司馬遼太郎の小説に「鞭靼疾風録」というのがある。ダッタンとは古くは、ロシアのウラル山脈西方タタール地区モンゴル人の一部族を指したが、その後、中国からみて東北地域の少数民族全体の呼び名として使われるようになった。ロシアの民族オペラ「イーゴリ公」第二幕中で披露される「ダッタン人の踊り」としてもその名は有名だ。

そのダッタン部族が主食としていたのがダッタンそば。ほろにが味があるので、中国では「苦(にが)そば」と呼ばれている。これを主食とする民族には成人病が非常に少ない。漢方薬としても扱われているという。

日本でも昔から「蕎麦好きは長生き」といわれてきたのは、そばの効能を知らず知らずに体得していたからのようだ。

ダッタンそばの主産地は、中国雲南省や四川省、ネパール、ブータンの海抜二○○○~三五○○mの高地。

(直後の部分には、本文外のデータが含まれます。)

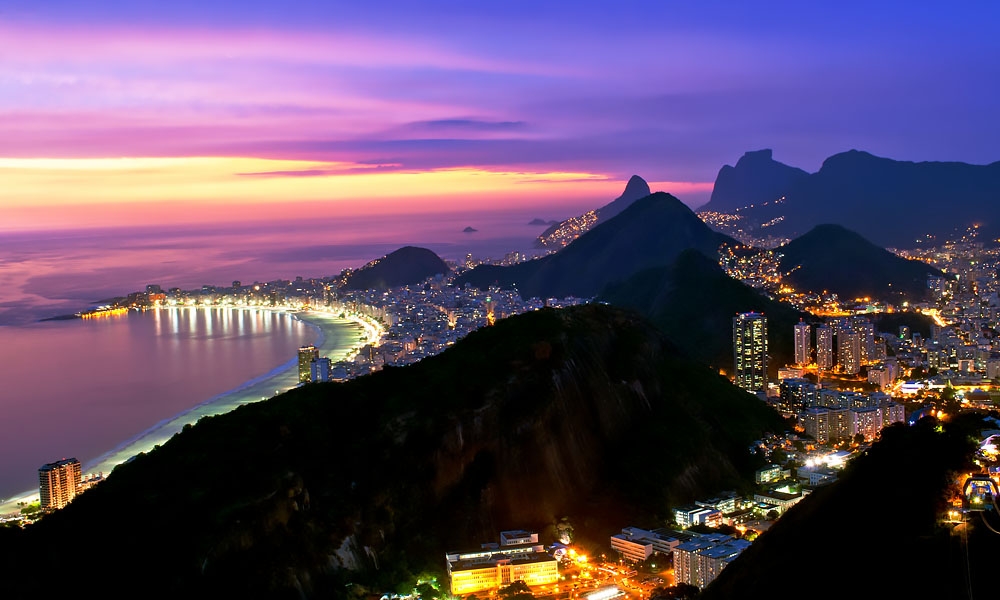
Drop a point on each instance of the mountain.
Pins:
(407, 266)
(564, 232)
(830, 257)
(693, 302)
(756, 179)
(349, 488)
(893, 203)
(651, 232)
(882, 516)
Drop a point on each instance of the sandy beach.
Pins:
(339, 338)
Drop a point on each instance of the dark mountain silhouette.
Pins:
(894, 203)
(407, 266)
(905, 475)
(693, 302)
(833, 258)
(756, 179)
(651, 232)
(332, 489)
(564, 232)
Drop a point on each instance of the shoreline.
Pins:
(340, 338)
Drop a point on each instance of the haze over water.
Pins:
(82, 388)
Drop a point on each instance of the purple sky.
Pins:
(584, 95)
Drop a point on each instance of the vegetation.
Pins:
(830, 257)
(344, 490)
(651, 232)
(888, 499)
(693, 302)
(406, 266)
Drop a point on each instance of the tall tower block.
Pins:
(750, 351)
(803, 343)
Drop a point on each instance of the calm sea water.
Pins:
(82, 388)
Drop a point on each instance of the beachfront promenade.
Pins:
(340, 335)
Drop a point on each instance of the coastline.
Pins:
(339, 338)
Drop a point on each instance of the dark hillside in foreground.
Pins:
(649, 233)
(878, 526)
(332, 489)
(693, 302)
(833, 258)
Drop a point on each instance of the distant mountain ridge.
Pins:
(757, 178)
(693, 301)
(831, 257)
(893, 203)
(406, 266)
(651, 232)
(562, 233)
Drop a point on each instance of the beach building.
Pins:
(59, 482)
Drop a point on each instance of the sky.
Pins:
(127, 113)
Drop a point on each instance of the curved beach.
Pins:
(338, 338)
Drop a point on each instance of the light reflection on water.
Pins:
(80, 388)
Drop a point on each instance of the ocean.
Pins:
(102, 389)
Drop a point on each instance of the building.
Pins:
(694, 514)
(636, 545)
(699, 561)
(803, 343)
(849, 351)
(319, 369)
(59, 482)
(824, 347)
(518, 557)
(768, 474)
(306, 356)
(750, 351)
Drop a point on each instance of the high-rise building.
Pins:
(319, 369)
(750, 351)
(824, 347)
(849, 351)
(306, 356)
(59, 482)
(803, 343)
(866, 337)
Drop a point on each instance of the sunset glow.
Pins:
(178, 113)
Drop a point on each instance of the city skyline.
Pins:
(187, 114)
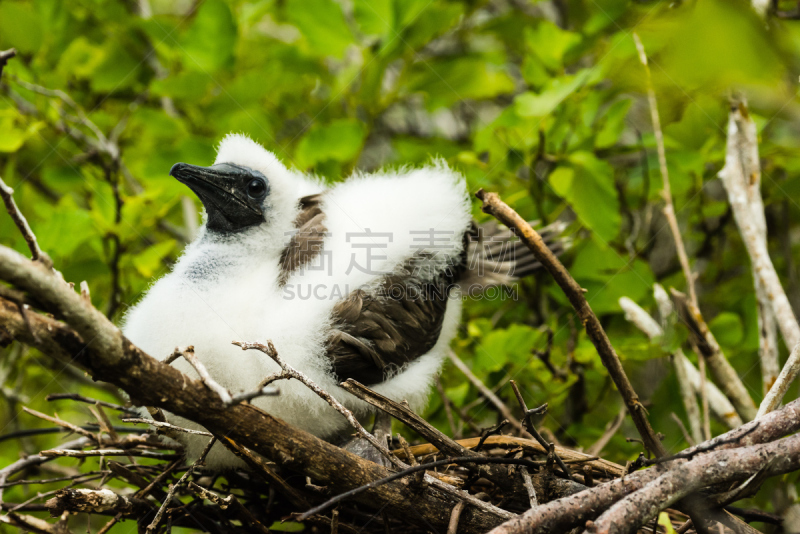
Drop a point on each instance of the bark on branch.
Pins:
(112, 358)
(575, 293)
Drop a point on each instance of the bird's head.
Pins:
(243, 187)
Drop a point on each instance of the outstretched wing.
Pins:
(377, 333)
(307, 242)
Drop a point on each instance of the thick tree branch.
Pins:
(569, 512)
(112, 358)
(771, 459)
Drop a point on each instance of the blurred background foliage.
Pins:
(542, 101)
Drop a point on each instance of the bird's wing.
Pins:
(375, 333)
(307, 242)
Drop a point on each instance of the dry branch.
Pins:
(569, 512)
(22, 223)
(101, 501)
(741, 176)
(669, 207)
(499, 209)
(499, 405)
(770, 459)
(723, 372)
(636, 315)
(112, 358)
(290, 372)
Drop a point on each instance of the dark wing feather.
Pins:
(376, 333)
(307, 242)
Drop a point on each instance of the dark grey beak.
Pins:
(232, 195)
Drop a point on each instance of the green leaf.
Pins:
(80, 59)
(719, 44)
(450, 80)
(149, 262)
(188, 85)
(64, 227)
(374, 17)
(538, 105)
(549, 43)
(665, 521)
(588, 185)
(20, 27)
(500, 347)
(728, 328)
(323, 25)
(340, 140)
(118, 70)
(210, 41)
(614, 123)
(607, 275)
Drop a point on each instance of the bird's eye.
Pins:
(256, 188)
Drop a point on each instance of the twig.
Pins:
(715, 399)
(689, 439)
(448, 411)
(455, 515)
(161, 424)
(261, 467)
(775, 395)
(290, 371)
(410, 471)
(404, 414)
(157, 519)
(532, 429)
(96, 502)
(487, 393)
(530, 446)
(669, 207)
(563, 514)
(491, 431)
(230, 501)
(112, 358)
(496, 207)
(22, 223)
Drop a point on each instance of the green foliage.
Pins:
(551, 114)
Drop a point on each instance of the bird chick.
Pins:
(361, 279)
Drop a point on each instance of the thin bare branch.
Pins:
(157, 519)
(499, 209)
(669, 207)
(290, 371)
(642, 320)
(741, 177)
(161, 424)
(721, 369)
(487, 393)
(22, 224)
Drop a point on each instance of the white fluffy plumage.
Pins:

雲南では、八月末から九月中ごろ、黄緑色の花の上をミツバチが飛び交うダッタンそば畑が山一面に広がる。

この地のイー族は、ほとんど毎食苦そばを食べる。苦そばの粉に水を混ぜ、それを火にかけさらによく混ぜ合わせる。ボールに移し室温で冷やし固め、ドーム形の巨大そばがきをつくる。そしてそれを切るのに、彼らは包丁ではなく、曲げた竹に糸を張ったものを使う。この地方独特の調理器具だ。手前側に引いて切る。イー族の女性は手早くスーッスーッと同じ太さに切っていく。縦横に切って棒状にしたものをざるの上に並べて干す。でき上がったものは、まるでウナギの骨のよう。

水資源がそれほど豊富でないこの地では、ゆでて水にさらす「もりそば」的な調理法は見られない。油で揚げるか、お焼きのように焼くかが主流だ。水を使わずにしかもそばをおいしく食べたい、という必要性から、日本にはない豊かな技法と独特の食文化が発達した。

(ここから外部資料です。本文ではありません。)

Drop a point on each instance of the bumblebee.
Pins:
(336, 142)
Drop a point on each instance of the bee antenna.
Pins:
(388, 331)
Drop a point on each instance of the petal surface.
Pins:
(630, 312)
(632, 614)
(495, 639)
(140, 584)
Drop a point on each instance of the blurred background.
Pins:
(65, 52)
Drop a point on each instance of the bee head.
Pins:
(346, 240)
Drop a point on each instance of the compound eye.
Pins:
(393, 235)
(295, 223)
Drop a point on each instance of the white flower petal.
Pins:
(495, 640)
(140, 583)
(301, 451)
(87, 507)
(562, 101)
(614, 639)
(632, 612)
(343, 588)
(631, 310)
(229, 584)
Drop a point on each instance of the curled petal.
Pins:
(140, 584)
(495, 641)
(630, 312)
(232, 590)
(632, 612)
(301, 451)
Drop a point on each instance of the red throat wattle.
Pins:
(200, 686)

ポリポリカリカリ。油で揚げた苦そばは、どこかなつかしい素朴な味。そばの葉のおひたしや、肉炒めなど、おかずと一緒に食べる。短い夏と厳しく長い冬が繰り返される高地に暮らす人々の生きる知恵が、詰め込まれている。

朝霧につつまれた広大な高原に、羊や山羊を追う牧童たちの声が響きわたる。これがダッタンそばの故郷。高地特有の昼夜の温度差は良質のそばをつくる最適条件だ。

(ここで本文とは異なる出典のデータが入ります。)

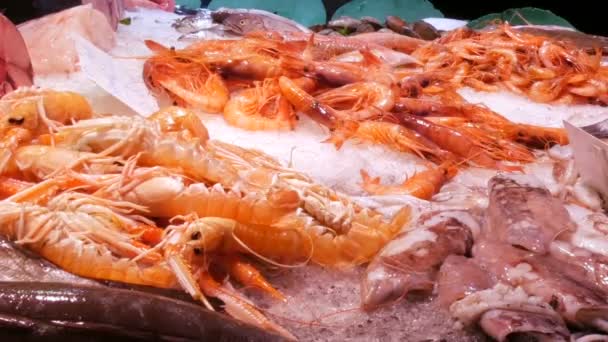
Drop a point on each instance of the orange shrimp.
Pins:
(423, 107)
(261, 107)
(93, 246)
(11, 140)
(238, 307)
(188, 82)
(362, 100)
(537, 136)
(39, 110)
(247, 274)
(390, 40)
(454, 141)
(423, 185)
(306, 103)
(392, 135)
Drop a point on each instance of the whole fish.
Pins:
(243, 21)
(201, 20)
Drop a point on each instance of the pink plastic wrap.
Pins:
(15, 65)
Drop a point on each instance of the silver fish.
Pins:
(243, 21)
(202, 20)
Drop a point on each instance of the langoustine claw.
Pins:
(56, 310)
(523, 212)
(410, 261)
(15, 65)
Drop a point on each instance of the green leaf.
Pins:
(409, 10)
(521, 16)
(308, 13)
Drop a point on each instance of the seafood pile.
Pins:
(359, 88)
(175, 201)
(350, 26)
(518, 269)
(157, 202)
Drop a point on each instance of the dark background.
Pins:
(587, 16)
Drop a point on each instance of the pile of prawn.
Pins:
(154, 201)
(544, 69)
(370, 89)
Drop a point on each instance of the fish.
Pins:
(50, 43)
(244, 21)
(201, 20)
(15, 64)
(59, 310)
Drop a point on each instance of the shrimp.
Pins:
(185, 241)
(536, 135)
(39, 110)
(304, 102)
(11, 140)
(422, 107)
(188, 83)
(239, 308)
(366, 235)
(392, 135)
(181, 121)
(128, 136)
(362, 100)
(422, 185)
(247, 274)
(85, 237)
(454, 141)
(262, 107)
(166, 194)
(38, 162)
(390, 40)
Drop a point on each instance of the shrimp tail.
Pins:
(239, 308)
(248, 275)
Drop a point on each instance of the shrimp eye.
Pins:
(16, 121)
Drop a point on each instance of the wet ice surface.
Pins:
(324, 306)
(18, 265)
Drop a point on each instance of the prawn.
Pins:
(166, 194)
(262, 107)
(181, 121)
(361, 100)
(188, 83)
(422, 185)
(306, 103)
(85, 237)
(40, 110)
(389, 134)
(10, 141)
(366, 235)
(247, 274)
(129, 136)
(454, 141)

きらきらと輝く太陽の下、大自然の天然肥料で培われたダッタンそばは、まさにいま私たちが求めるオーガニックフードだ。また、ダッタンそばは砂漠地帯でも栽培できる穀物なので、二十一世紀の食糧源として期待の声も高い。もとは少数民族の主食だったダッタンそば。未来へ向けてその食文化は広がりつつある。

えーっ、そばが黄色! ダッタンそばには普通のそばの二○○倍ものルチンが含まれているのでそばが黄色くなる。このルチンはビタミンPの一種で、動脈硬化、高血圧症などの予防に有効な成分。ビタミンEが豊富であることから美容効果も期待される。